Une alliance de gauche a déposé aujourd’hui le référendum contre la modification de la loi sur le matériel de guerre. Depuis des mois, le PS, les Verts et le Groupe pour une Suisse sans armée (GSSA) multiplient les fausses informations et les scénarios catastrophes, tout en s’accrochant à une utopie. Pourtant, en 2021, la Suisse a exagéré avec une loi de circonstance et est allée trop loin. Les différentes guerres qui font rage dans le monde montrent que ce durcissement n’est pas adapté à notre époque. L’Alliance Sécurité Suisse mènera la campagne en faveur de cette importante modification de la LFMG.

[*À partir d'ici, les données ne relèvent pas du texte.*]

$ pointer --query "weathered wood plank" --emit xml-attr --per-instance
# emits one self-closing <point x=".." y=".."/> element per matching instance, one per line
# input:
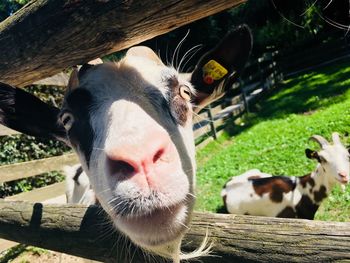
<point x="6" y="244"/>
<point x="47" y="36"/>
<point x="26" y="169"/>
<point x="4" y="131"/>
<point x="204" y="129"/>
<point x="60" y="79"/>
<point x="41" y="194"/>
<point x="77" y="230"/>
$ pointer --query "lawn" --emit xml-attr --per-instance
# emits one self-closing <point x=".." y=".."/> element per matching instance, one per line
<point x="273" y="138"/>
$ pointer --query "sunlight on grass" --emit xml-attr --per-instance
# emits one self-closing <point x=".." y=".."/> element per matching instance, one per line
<point x="274" y="138"/>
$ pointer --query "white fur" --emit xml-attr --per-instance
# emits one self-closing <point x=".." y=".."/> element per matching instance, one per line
<point x="241" y="198"/>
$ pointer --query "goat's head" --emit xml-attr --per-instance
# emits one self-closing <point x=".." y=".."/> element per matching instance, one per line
<point x="333" y="158"/>
<point x="131" y="124"/>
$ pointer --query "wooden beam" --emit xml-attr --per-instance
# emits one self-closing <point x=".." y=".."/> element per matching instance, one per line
<point x="60" y="79"/>
<point x="85" y="232"/>
<point x="42" y="194"/>
<point x="26" y="169"/>
<point x="47" y="36"/>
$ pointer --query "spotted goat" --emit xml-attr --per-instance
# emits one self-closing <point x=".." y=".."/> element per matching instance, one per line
<point x="261" y="194"/>
<point x="130" y="123"/>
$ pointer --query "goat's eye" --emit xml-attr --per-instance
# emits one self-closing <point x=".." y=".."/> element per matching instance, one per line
<point x="185" y="92"/>
<point x="67" y="120"/>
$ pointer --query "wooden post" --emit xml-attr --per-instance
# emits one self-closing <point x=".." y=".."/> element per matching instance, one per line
<point x="87" y="232"/>
<point x="245" y="101"/>
<point x="47" y="36"/>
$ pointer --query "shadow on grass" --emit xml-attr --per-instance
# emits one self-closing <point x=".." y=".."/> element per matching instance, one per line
<point x="303" y="94"/>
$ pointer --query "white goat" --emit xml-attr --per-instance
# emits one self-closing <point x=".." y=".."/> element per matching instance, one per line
<point x="260" y="194"/>
<point x="130" y="122"/>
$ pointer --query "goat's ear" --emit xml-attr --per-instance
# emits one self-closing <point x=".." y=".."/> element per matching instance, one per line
<point x="146" y="52"/>
<point x="23" y="112"/>
<point x="76" y="73"/>
<point x="311" y="154"/>
<point x="73" y="81"/>
<point x="220" y="67"/>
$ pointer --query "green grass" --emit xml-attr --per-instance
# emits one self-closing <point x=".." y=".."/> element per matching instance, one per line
<point x="274" y="137"/>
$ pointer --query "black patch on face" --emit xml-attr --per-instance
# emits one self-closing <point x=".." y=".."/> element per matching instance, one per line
<point x="287" y="212"/>
<point x="81" y="134"/>
<point x="306" y="208"/>
<point x="320" y="194"/>
<point x="77" y="174"/>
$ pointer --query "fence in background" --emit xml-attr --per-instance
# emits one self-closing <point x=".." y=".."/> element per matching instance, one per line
<point x="311" y="58"/>
<point x="261" y="75"/>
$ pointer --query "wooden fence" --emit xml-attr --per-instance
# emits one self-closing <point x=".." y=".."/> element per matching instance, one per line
<point x="261" y="75"/>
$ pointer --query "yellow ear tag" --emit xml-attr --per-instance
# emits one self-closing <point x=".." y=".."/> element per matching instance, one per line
<point x="213" y="71"/>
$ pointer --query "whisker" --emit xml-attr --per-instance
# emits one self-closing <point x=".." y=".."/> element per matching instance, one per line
<point x="177" y="49"/>
<point x="194" y="50"/>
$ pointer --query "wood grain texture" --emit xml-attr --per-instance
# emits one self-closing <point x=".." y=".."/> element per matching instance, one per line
<point x="47" y="36"/>
<point x="82" y="231"/>
<point x="42" y="194"/>
<point x="26" y="169"/>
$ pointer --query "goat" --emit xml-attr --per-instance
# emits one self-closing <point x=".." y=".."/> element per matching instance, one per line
<point x="260" y="194"/>
<point x="130" y="123"/>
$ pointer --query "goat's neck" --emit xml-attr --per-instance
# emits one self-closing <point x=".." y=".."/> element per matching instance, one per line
<point x="321" y="187"/>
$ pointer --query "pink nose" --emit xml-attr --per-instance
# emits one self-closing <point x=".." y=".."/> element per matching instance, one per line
<point x="141" y="159"/>
<point x="343" y="176"/>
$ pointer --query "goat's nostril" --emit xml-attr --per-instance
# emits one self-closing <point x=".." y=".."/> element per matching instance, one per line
<point x="158" y="155"/>
<point x="121" y="168"/>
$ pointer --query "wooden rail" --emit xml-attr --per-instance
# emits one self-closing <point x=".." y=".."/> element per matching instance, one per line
<point x="47" y="36"/>
<point x="82" y="231"/>
<point x="27" y="169"/>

En 2021, juste avant l’invasion de l’Ukraine par la Russie, les dispositions en matière d’exportation de la loi sur le matériel de guerre ont été durcies. L’industrie de la défense en a été durement touchée. Nos pays partenaires n’achètent plus en Suisse – la Suisse ne peut même plus exporter des filets de camouflage. L’erreur de la dernière révision a donc été corrigée. « Il me semble toutefois important de souligner que les règles relatives à l’exportation de matériel de défense et d’accessoires ne sont pas pour autant ramenées à leur état d’avant la dernière révision. Certains durcissements restent en vigueur », déclare le conseiller national Reto Nause, président de l’Alliance Sécurité Suisse.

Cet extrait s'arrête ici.